Just wanted to quickly highlight this excellent Comment is Free piece by Marina Hyde on the racism row that has erupted surrounding the BBC’s Strictly Come Dancing. One of the dancers, Anton Du Beke, told his partner she looked like a ‘paki’ following a spray tan. Du Beke has issued an apology, but the ever-embarrassing presenter Bruce Forsyth responded with the line: ‘we used to have a sense of humour about this’. Hyde says:

The thing that Brucie and his ilk so stubbornly fail to understand is that the cultural memories of centuries of abuse do not evaporate quickly. They are what Barack Obama called the “legacy of discrimination” – an inheritance which becomes for so many a legacy of defeat.

The reactions of the “lighten up” brigade come down to that lazy inability to see that just because a word is spoken — or a sketch performed — in non-malicious jest, it can nonetheless cause deep hurt and offence.
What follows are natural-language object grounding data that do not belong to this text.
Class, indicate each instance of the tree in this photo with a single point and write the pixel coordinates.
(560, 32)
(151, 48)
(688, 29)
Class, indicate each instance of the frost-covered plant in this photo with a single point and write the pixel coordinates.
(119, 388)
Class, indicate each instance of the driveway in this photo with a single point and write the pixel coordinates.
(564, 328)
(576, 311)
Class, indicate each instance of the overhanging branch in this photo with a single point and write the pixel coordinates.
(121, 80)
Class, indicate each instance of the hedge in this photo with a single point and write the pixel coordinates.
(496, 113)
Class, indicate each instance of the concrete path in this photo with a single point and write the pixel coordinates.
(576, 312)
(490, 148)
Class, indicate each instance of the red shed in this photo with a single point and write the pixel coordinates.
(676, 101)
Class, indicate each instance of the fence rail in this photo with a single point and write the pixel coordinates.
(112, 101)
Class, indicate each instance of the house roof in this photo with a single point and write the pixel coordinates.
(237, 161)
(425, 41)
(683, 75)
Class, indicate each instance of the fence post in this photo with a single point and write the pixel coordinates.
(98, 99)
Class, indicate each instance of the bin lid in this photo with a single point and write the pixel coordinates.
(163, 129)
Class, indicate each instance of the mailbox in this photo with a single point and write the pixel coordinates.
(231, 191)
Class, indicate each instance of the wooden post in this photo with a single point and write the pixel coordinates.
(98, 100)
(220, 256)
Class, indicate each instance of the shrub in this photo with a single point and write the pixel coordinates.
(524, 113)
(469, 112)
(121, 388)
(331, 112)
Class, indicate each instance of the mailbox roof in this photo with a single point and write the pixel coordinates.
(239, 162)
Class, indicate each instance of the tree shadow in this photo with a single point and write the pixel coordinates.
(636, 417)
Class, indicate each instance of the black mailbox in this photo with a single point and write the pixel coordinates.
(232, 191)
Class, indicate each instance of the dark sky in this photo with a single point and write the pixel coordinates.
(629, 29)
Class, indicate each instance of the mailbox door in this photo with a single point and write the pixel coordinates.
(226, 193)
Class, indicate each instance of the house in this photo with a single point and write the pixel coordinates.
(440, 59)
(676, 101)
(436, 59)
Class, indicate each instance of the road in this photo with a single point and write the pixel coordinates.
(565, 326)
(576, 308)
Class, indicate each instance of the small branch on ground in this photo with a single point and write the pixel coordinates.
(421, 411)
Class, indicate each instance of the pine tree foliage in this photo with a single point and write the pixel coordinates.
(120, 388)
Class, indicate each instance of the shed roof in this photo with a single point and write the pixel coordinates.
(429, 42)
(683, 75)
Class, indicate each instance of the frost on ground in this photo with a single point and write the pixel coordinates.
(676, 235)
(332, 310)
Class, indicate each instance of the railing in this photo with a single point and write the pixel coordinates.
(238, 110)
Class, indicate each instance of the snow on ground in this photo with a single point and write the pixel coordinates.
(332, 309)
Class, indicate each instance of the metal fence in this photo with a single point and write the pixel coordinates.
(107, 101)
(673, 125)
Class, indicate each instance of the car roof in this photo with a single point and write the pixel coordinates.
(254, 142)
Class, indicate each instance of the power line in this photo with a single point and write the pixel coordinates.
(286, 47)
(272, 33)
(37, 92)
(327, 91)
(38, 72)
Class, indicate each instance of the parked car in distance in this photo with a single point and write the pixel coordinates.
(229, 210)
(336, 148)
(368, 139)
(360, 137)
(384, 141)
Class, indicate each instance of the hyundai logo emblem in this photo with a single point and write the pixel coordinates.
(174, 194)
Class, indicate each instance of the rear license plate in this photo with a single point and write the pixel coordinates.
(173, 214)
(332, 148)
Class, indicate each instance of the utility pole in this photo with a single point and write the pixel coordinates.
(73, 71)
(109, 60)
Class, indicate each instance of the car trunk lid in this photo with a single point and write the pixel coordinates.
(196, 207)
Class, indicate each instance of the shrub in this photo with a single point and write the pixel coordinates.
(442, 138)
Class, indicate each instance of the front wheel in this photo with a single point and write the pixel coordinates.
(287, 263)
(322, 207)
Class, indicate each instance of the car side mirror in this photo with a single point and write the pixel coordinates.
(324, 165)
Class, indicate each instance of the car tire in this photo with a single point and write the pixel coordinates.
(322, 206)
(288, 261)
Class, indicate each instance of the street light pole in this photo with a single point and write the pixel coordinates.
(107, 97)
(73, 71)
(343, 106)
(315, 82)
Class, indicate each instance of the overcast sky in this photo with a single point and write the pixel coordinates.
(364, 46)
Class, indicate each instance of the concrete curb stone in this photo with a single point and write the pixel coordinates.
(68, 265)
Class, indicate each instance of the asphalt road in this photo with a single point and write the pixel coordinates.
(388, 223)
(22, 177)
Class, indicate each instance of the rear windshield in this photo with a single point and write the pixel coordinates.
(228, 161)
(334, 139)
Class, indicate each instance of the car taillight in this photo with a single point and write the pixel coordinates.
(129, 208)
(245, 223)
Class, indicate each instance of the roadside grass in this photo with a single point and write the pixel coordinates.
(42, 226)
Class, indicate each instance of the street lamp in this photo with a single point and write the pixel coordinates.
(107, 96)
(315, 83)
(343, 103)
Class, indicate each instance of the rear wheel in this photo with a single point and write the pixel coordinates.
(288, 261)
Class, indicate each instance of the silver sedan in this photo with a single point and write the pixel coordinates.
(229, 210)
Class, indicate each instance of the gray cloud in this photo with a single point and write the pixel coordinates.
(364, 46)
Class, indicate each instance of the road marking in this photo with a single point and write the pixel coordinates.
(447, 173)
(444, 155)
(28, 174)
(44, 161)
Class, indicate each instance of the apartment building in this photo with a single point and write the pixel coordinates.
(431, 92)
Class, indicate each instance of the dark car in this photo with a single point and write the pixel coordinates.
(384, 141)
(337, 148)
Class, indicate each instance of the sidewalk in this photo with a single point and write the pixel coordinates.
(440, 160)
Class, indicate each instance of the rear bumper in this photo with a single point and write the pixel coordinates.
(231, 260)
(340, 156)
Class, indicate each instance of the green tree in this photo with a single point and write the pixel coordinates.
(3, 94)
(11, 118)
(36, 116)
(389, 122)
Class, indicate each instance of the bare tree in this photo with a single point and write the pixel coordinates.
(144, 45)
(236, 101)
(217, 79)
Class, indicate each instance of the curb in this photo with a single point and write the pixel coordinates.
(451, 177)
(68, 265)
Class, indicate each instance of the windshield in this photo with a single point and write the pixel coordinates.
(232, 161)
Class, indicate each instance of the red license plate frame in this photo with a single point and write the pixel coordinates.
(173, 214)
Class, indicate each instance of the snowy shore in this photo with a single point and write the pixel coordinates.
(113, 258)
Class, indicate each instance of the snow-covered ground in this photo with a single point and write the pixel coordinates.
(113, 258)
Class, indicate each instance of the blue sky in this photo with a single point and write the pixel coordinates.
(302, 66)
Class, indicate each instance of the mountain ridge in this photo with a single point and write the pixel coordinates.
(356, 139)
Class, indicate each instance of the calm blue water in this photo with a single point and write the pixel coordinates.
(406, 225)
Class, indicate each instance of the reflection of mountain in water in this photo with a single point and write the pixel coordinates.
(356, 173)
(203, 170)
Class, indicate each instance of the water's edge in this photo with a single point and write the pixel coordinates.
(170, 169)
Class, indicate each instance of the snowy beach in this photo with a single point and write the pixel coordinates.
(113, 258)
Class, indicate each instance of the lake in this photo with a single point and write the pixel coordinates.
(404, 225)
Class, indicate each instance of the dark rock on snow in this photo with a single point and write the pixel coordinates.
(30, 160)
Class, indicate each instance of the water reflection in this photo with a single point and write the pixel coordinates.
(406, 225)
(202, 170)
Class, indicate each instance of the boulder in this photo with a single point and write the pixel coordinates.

Perhaps in the mouth of Anton Du Beke, “Paki” is merely half the word Pakistan, as it is to many who have stormed the talkboards. But in the ear of others, “Paki” is something quite different. It is the word that once rained down in playgrounds or football terraces or streets, and frequently still does in our far-from-civilised society. The stubborn refusal to admit to those historic associations is a tacit perpetuation of them. This is how, long after legislation has addressed the wrongs of the past, one generation still manages to pass the discrimination furtively on to the next.